Poll: Do Taxpayers Really Want GM IPO Shares?

Give taxpayers a shot at GM’s IPO shares! That is, assuming anyone wants the shares.  There has been an interesting development of late in the General Motors public offering.  It revolves making shares of the IPO available to Joe Public.  Effectively, this would allow Main Street America to get shares at the IPO price rather than just the institutions and wealthy investors who have relationships with their brokers.  We’ve only put in $50 billion.

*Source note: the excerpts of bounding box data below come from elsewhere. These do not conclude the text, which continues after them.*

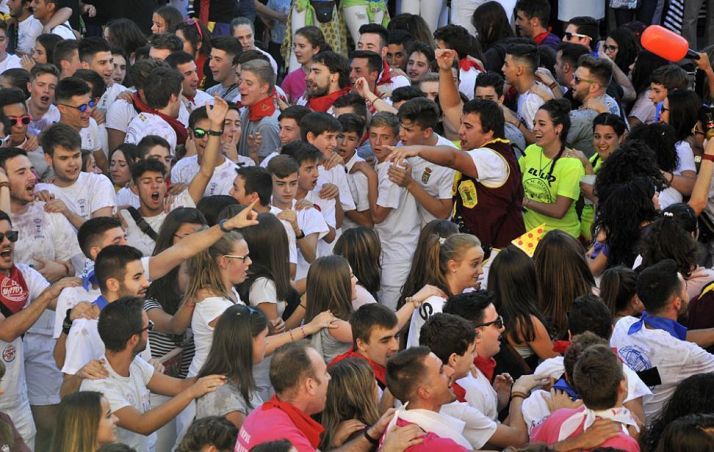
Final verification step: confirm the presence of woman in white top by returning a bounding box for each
[407,233,484,347]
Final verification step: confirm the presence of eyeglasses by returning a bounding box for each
[7,115,32,127]
[573,75,595,85]
[0,231,20,243]
[193,127,208,140]
[223,254,250,262]
[476,315,503,330]
[136,320,154,334]
[58,100,97,113]
[564,31,590,40]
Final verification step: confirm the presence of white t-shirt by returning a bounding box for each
[407,295,446,348]
[0,53,22,74]
[342,152,369,230]
[457,369,498,421]
[171,155,238,196]
[79,356,156,452]
[17,15,43,55]
[124,113,177,155]
[521,356,652,434]
[659,140,697,209]
[119,190,196,256]
[50,21,77,39]
[270,200,330,281]
[518,82,548,130]
[35,172,116,220]
[408,134,456,227]
[188,289,243,377]
[0,264,49,419]
[610,316,714,423]
[62,314,151,375]
[439,401,498,450]
[374,162,421,287]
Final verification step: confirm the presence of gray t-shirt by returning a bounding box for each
[196,383,263,419]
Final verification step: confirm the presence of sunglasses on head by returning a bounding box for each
[0,231,19,243]
[60,100,97,113]
[7,115,32,126]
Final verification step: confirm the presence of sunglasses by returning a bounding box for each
[476,315,503,330]
[59,100,97,113]
[7,115,32,126]
[0,231,20,243]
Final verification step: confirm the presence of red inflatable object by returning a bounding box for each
[640,25,699,61]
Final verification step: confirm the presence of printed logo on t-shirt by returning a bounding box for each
[2,344,17,363]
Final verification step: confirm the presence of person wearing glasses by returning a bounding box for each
[0,210,79,449]
[443,290,513,421]
[80,296,226,451]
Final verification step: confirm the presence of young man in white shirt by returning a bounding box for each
[32,0,77,39]
[390,98,456,227]
[0,209,79,449]
[171,107,238,196]
[81,297,226,451]
[268,155,330,281]
[610,259,714,423]
[369,112,421,310]
[124,67,188,154]
[120,98,228,256]
[337,113,377,230]
[36,121,116,228]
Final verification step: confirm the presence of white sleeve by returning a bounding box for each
[89,174,117,213]
[467,148,510,188]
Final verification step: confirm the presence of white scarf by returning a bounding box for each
[558,407,640,441]
[387,402,473,450]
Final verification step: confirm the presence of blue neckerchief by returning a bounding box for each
[627,311,687,341]
[553,375,580,400]
[92,295,109,311]
[82,269,99,292]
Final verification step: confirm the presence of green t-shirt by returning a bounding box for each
[518,144,585,239]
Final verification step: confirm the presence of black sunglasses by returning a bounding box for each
[0,231,20,243]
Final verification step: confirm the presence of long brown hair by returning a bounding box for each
[305,254,352,322]
[184,231,243,301]
[320,358,379,450]
[51,391,102,452]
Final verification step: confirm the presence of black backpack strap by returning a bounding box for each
[126,207,159,242]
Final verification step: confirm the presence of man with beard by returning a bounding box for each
[298,51,352,114]
[81,296,226,451]
[0,210,79,449]
[120,97,228,256]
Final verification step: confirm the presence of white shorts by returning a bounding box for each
[23,333,62,406]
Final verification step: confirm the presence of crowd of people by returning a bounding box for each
[0,0,714,452]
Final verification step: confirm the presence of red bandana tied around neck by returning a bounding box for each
[459,57,483,72]
[262,395,325,449]
[307,86,352,113]
[451,383,466,402]
[248,91,275,122]
[0,265,30,314]
[330,350,387,388]
[474,356,496,382]
[377,59,392,86]
[131,93,188,144]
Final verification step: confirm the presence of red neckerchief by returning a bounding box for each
[474,356,496,382]
[330,350,387,388]
[459,57,483,72]
[377,59,392,86]
[248,92,275,122]
[131,93,188,144]
[263,395,325,448]
[307,86,352,113]
[451,383,466,402]
[0,265,30,314]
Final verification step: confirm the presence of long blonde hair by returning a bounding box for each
[184,231,243,301]
[320,358,379,450]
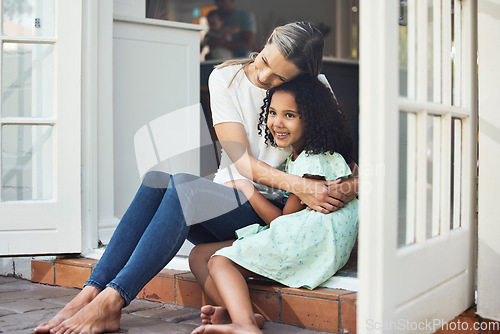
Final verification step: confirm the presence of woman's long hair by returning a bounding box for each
[258,74,353,163]
[217,22,325,85]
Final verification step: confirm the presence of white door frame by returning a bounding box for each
[357,0,477,333]
[0,0,82,255]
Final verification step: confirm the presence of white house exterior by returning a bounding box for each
[0,0,500,333]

The rebuttal here is a simple one… Does anyone from Main Street America want to buy the new GM shares at the IPO price?  This is a legitimate question and we want to know what you think.  After a big wave of selling in most of the stock market this week, do cab drivers, teachers, doctors, mechanics, government workers, and those in every other profession actually want to buy shares at the IPO price?  For starters, the terms of the IPO will not be known even if GM formally files for its IPO on Friday.  Again, we want to know what you think in a quick poll:

[polldaddy poll=3611721]

If the government wants this to be run fairly, it could easily use something like the OpenIPO process from W.R. Hambrecht.  It would be simple to do and it would severely cut the fees that had to be paid.  Hambrecht could leave it up to the individual brokerage firms and investment bankers to allocate these shares down on an individual basis.  The catch is that the American public would have to still have a brokerage account at a firm with funds in the account to order the stock.

The IPO market has not been great in 2010.  There are more than 20 IPOs that were busted.  There are many who would love the opportunity to get shares.  There are many who would pass. Maybe there is another notion.  Maybe GM should offer the shares first to GM car buyers in the United States and THEN to the public.

Many in the public probably wonder if they’d even make any money buying GM.  Imagine the public outrage that would come if millions of Americans bought GM stock and the shares lost half of their value.  Then there is the positive case.  Imagine if millions of Americans doubled their money on this.  It wouldn’t repair every bit of damage, but it would be a start.